The usual proof relies on $a^2> 0$ for any nonzero real number $a$. If you can prove that as a lemma from the basic axioms, and you note that 1 is the multiplicative identity, you will be done.

Solution 2

It does very much depends on what "basic axioms" you use. Believe it or not not all mathematicians use the same. YOu should list which ones you have.

From an algebra perspective, we can use the ordered field axioms.

There's a lot of things to prove.

Intermediate and nescessary things to prove but our big goal is:

a) For all $a\ne 0$ we know $a^2 > 0$.

Then we are done, as $1 = (1)^2 > 0$.

To prove a) we usually have an axioms $a > b; and x > 0$ then $ax > bx$. We also have if $a > b$ then $a + x > b+x$ for all x$.

From there we can prove $x > 0 \iff 0 > -x$ by noting $x > 0 \implies x-x > 0 -x$ so $0 > -x$.

We need to prove tedious little things such as $(-x)(y) = x(-y) = -xy$ but using the axiom $a(b+c) = ab + bc$ and that for all $a$ there is a unique $-a$ so that $a+(-a) = 0$. Then we need to prove $(-x)(-y) = xy$.

This is all to prove that if $a > b$ and $x < 0$ then $ax < ab$ (because $x < 0 \implies -x > 0 \implies a(-x) > b(-x) \implies -ax > -bx \implies -ax +ax + bx > -bx +ax +bx \implies $bx > ax$).
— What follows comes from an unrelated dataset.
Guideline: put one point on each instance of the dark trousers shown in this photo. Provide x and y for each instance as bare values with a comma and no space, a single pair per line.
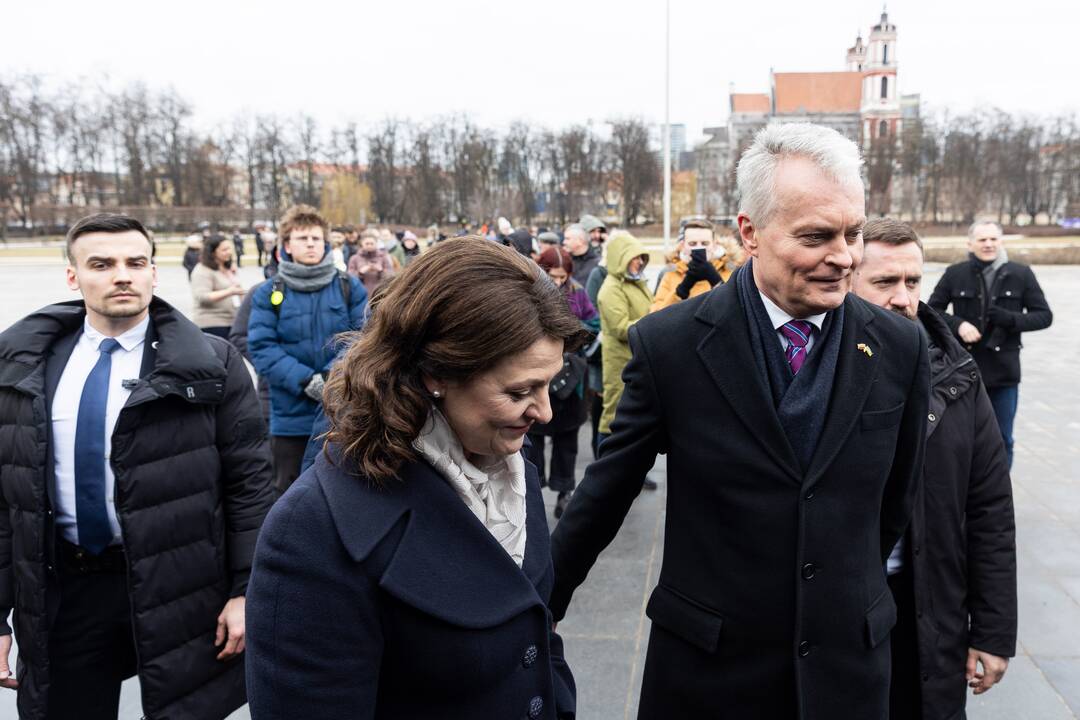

So with all that in mind we can prove: If $x > 0$ then $x^2 =x*x > 0*x = 0$. And if $x < 0$ then $x*x > 0*x$ so $x^2 > 0$. So as long as $x \ne 0$ we have $x^2 > 0$!

So $1 = 1^2 > 0$!

Solution 3

It follows directly from Peano's axioms.

You might want to refer to the different axioms you use.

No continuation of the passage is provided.